Videochat-Software

Update auf Skype 8.0 bietet neue Funktionen - Alte Versionen laufen aus

Microsoft stellt ein Update auf die neue Skype-Version 8.0 bereit, die mit einigen neuen Funktionen aufwartet. Zugleich werden alle älteren Versionen nur noch einige Wochen nutzbar sein. Ab September erhalten Skype-Nutzer nur noch mit Version 8.0 Zugang zur Chatplattform von Microsoft.

Skype© Skype

München - Skype hat die jüngste Version 8.0 des Videochatprogramms für Desktop-Computer veröffentlicht.
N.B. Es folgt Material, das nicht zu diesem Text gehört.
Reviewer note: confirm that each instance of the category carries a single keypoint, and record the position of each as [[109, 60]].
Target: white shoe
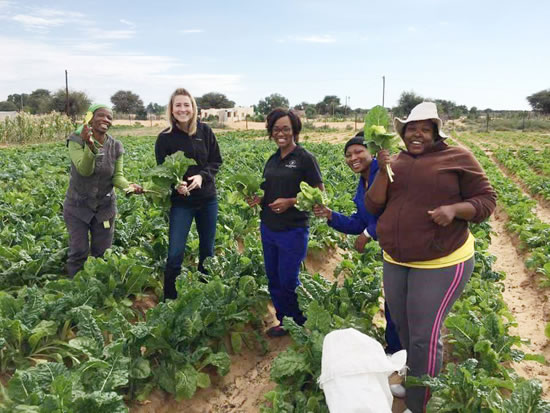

Während optisch alles weitgehend beim Alten bleibt, gibt es zahlreiche neue Funktionen. Dazu zählen unter anderem Videogespräche in HD-Auflösung (1.920 zu 1.080 Pixel) oder Screensharing-Anrufe mit bis zu 24 Teilnehmern zur gleichen Zeit auf einem Bildschirm. Vorausgesetzt, die Webcam kann diese Auflösung leisten.

Zentrale Medienverwaltung statt umständlicher Suche

Per @-Mention lassen sich in Gruppenchats nun auch einzelne Teilnehmer gezielt ansprechen. Eine weitere Neuerung ist eine zentrale Medienverwaltung, die umständliche Suchen im Chat-Verlauf unnötig macht. Außerdem können Nutzer Dateien von bis zu 300 Megabyte Größe nun einfach mit der Maus ins Chat-Fenster ziehen, um sie mit anderen zu teilen.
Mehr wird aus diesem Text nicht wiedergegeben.